I couldn't light my cigarette for some reason. Mark lit it for me and stuck it in my mouth. He sat back on his bed watching me, his elbows on the window sill. I could see the end of his cigarette glowing.
"Charlie, he tried to help somebody out and look
what happened to him," I said. This was connected with what he'd said about Mike somehow, but Mark followed my train of thought, just like he always had.

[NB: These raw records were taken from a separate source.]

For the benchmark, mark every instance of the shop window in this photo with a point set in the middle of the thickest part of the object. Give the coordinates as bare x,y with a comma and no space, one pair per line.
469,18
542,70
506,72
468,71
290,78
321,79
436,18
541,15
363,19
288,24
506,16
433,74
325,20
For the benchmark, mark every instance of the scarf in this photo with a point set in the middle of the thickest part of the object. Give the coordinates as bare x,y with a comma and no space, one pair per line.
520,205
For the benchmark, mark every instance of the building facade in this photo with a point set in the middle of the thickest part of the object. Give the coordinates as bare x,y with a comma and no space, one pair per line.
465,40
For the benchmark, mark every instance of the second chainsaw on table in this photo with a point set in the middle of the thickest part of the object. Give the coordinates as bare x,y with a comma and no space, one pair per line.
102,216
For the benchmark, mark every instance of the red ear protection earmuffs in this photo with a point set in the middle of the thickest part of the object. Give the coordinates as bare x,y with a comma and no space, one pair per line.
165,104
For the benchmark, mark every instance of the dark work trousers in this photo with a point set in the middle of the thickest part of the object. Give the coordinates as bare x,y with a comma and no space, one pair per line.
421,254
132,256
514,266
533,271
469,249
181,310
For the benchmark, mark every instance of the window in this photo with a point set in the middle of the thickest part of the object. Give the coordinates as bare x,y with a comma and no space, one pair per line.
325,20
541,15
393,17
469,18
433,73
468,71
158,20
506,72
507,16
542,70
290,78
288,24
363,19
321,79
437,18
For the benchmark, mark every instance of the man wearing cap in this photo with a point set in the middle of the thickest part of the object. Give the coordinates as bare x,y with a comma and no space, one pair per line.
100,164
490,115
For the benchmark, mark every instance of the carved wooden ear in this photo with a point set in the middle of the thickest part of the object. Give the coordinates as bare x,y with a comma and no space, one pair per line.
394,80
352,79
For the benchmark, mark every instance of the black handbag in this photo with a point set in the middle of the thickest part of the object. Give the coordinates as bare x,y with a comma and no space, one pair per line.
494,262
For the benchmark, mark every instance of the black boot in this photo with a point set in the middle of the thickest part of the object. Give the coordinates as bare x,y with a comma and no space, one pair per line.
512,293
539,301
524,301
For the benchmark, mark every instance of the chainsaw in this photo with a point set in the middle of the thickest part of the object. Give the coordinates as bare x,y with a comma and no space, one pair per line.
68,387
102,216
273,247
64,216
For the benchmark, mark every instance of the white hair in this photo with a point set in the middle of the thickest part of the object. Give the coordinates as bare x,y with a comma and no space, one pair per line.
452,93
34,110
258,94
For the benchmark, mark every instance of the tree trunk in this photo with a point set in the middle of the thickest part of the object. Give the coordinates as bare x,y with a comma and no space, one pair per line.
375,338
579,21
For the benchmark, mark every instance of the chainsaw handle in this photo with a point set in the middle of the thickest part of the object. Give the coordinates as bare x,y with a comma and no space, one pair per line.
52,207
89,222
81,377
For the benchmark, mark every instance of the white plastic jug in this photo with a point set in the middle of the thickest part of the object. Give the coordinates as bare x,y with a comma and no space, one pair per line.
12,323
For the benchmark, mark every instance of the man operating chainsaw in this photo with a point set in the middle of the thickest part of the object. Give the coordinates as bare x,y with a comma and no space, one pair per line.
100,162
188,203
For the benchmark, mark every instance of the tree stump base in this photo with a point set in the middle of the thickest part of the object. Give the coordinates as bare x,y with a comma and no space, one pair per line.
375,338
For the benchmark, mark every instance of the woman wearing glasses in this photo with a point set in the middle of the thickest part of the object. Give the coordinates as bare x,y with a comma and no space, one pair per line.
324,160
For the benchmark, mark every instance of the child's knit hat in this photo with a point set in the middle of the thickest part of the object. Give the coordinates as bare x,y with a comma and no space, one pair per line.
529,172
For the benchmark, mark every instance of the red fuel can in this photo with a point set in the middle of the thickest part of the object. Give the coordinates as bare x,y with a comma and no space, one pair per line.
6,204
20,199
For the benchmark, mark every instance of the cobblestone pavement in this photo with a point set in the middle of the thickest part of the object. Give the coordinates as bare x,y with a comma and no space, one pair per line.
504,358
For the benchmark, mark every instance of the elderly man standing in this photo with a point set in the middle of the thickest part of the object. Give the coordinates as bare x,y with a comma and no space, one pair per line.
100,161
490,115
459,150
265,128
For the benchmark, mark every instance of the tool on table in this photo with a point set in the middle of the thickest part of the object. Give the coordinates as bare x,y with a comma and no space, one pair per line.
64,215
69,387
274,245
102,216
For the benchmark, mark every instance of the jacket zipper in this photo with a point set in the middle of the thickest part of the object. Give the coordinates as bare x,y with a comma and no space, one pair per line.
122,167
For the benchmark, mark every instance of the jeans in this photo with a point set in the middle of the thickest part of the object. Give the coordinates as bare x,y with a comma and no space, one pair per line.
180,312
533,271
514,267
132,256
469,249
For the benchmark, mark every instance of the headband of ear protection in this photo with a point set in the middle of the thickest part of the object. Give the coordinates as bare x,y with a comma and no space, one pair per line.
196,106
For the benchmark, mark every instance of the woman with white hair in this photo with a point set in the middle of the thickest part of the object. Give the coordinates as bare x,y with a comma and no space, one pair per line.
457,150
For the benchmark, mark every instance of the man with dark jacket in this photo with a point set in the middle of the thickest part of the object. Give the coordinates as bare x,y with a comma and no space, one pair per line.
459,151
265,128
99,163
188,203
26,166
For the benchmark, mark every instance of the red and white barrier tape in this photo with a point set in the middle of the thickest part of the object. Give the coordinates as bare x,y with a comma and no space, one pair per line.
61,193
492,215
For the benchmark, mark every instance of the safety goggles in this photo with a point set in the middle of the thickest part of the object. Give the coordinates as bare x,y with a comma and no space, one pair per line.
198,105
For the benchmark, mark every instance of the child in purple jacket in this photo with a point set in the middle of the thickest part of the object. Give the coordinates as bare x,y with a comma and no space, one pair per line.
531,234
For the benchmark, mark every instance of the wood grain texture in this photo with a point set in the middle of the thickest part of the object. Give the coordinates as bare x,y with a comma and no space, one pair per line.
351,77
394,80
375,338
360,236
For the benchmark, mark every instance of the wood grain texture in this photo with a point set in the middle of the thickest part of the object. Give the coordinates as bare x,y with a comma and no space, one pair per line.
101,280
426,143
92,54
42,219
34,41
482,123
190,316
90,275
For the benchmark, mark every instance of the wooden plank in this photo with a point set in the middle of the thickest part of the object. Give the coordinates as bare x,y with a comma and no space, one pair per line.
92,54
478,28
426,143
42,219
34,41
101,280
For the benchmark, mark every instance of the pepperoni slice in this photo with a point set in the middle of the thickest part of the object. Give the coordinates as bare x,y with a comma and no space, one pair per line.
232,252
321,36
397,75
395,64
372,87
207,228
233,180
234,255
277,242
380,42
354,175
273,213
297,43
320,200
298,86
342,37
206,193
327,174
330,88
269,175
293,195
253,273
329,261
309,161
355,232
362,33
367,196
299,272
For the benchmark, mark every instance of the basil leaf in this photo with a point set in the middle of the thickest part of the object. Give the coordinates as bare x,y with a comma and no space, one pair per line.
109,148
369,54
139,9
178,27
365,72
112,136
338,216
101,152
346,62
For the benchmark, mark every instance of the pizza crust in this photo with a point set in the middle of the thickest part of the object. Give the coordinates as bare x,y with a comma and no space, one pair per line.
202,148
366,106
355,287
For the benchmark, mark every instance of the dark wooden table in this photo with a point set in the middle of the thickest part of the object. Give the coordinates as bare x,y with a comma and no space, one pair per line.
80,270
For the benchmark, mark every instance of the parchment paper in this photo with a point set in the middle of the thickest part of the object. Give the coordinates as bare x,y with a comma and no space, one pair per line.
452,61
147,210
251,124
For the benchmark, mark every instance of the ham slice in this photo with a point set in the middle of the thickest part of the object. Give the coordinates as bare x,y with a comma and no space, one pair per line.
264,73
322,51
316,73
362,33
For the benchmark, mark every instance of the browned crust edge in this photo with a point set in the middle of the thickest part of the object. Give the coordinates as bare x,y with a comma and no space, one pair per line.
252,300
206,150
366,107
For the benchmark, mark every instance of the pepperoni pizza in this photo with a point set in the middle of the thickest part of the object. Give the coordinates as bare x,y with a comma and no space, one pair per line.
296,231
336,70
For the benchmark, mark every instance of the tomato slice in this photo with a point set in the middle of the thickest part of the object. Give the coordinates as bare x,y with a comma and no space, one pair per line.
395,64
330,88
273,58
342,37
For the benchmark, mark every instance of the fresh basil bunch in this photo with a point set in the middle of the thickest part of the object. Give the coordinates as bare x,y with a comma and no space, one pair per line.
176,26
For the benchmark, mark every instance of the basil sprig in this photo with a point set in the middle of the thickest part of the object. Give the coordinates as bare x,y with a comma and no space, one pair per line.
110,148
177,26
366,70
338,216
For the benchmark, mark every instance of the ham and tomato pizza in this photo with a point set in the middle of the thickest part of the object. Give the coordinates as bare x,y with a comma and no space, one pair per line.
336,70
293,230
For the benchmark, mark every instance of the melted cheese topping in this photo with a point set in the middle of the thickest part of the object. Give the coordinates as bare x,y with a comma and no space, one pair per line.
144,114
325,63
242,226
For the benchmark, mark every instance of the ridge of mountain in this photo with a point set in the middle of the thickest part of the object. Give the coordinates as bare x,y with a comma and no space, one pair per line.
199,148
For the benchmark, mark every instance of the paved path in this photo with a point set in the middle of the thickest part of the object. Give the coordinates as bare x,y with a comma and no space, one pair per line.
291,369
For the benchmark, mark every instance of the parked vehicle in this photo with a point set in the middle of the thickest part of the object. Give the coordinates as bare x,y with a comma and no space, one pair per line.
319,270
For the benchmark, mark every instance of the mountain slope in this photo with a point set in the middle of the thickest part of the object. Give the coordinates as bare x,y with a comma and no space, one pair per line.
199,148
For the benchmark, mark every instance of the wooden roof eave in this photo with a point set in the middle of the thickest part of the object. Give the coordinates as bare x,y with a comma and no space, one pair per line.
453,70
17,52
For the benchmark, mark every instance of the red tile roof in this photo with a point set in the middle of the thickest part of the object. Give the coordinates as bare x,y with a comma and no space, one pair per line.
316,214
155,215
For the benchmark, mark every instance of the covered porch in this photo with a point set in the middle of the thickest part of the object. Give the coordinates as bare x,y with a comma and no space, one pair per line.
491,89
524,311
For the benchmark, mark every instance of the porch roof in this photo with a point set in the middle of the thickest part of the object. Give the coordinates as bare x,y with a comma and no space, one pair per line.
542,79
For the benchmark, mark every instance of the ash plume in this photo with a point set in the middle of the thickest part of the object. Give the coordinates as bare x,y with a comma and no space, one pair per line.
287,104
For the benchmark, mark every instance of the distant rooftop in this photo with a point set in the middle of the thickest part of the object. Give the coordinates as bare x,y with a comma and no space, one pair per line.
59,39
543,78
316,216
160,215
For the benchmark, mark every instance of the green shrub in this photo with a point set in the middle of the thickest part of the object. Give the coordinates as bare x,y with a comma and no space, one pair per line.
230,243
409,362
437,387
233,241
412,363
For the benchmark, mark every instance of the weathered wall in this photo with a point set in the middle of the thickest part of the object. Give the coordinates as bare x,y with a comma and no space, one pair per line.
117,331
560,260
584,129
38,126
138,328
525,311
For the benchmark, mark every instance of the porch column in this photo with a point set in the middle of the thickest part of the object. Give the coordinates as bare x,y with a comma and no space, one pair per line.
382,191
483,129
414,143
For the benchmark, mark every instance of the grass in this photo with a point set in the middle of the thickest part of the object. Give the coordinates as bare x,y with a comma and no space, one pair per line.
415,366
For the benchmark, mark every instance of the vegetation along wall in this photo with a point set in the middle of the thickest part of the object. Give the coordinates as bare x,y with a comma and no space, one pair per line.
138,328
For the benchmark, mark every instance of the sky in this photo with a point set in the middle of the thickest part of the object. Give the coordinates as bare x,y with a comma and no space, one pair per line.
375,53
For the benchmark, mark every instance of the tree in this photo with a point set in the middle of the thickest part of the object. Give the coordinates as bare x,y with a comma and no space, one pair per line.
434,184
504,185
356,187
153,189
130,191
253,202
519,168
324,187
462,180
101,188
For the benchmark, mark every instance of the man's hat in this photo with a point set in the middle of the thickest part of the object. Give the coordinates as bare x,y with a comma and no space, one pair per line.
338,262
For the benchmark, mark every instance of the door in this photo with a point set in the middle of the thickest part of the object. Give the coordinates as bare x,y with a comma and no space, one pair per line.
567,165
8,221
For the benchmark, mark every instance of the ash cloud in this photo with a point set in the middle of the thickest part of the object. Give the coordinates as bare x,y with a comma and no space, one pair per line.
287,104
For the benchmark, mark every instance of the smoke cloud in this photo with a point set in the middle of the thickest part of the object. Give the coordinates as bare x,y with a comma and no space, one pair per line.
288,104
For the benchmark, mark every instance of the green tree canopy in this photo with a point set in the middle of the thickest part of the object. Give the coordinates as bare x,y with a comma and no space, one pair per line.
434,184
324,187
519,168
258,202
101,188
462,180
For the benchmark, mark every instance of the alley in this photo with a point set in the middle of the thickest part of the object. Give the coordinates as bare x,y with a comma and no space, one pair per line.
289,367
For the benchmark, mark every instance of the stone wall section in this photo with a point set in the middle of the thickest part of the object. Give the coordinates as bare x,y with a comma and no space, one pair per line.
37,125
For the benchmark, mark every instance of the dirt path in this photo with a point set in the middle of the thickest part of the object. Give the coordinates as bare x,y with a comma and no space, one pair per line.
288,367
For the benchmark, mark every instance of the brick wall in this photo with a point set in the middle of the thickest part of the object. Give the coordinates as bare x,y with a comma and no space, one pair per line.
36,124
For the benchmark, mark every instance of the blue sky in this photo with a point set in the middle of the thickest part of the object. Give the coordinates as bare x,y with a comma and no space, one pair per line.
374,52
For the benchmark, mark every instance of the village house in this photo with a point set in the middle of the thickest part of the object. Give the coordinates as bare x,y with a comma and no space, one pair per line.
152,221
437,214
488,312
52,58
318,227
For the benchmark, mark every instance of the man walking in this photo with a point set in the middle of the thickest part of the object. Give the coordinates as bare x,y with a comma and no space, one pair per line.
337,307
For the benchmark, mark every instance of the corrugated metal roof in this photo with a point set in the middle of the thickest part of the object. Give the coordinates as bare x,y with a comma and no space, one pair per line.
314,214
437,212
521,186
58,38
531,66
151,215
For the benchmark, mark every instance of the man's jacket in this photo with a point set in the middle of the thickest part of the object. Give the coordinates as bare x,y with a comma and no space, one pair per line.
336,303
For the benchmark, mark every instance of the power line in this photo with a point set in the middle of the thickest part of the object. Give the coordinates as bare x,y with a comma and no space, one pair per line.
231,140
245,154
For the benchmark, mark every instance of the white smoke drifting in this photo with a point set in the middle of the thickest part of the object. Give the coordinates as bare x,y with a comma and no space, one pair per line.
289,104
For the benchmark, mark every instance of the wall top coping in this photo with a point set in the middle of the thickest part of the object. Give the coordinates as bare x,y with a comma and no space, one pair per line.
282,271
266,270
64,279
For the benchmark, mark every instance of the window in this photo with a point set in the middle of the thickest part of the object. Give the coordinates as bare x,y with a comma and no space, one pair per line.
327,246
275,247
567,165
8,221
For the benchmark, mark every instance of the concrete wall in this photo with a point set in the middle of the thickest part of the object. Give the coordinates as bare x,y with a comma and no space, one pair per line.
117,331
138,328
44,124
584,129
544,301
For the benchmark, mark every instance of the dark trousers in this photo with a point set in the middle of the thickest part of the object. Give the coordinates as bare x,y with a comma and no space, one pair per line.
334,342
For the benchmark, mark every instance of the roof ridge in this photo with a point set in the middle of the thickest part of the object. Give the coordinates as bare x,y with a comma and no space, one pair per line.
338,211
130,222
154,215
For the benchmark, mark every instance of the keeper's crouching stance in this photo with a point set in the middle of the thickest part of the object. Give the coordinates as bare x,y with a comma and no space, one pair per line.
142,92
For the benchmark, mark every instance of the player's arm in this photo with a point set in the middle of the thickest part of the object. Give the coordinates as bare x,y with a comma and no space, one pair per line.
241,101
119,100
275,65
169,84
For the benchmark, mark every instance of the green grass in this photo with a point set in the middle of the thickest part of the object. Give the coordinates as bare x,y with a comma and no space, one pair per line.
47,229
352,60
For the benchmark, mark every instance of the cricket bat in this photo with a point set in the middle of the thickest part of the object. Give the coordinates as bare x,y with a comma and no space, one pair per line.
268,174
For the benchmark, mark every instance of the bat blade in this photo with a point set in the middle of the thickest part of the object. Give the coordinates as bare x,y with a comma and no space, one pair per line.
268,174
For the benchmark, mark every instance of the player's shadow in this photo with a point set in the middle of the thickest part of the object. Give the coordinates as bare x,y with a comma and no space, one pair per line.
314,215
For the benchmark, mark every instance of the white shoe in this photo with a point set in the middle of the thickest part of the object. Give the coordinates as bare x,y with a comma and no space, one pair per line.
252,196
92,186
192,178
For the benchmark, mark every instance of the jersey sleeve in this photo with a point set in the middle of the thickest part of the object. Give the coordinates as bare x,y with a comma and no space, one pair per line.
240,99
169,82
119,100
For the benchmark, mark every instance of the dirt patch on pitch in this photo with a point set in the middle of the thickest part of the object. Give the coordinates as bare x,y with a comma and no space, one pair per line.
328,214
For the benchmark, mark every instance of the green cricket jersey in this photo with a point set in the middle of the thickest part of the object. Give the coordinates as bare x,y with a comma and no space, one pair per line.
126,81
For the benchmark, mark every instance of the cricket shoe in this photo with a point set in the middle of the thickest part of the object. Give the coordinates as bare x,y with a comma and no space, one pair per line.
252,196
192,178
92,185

"Charlie wasn't about to let a couple of his friends get beat up by some hicks. What happened then, well, that was just the way things turn out sometimes."
"Yeah, but listen, Mark, if somebody had said to him, 'Is savin' a couple of dumb kids from gettin' beat up worth your life?' he woulda said, 'Hell, no!' Charlie woulda said that, Mark."
"Sure he woulda said that. But you don't know what's comin'. Nobody does. He sure knew he was taking a chance. Bryon, he musta known those guys had guns. He knew they were rough guys. He took a chance, and he got a rotten break. That's it."
"It doesn't make any sense. Like you gettin' busted with that bottle. A little harder and you woulda been dead."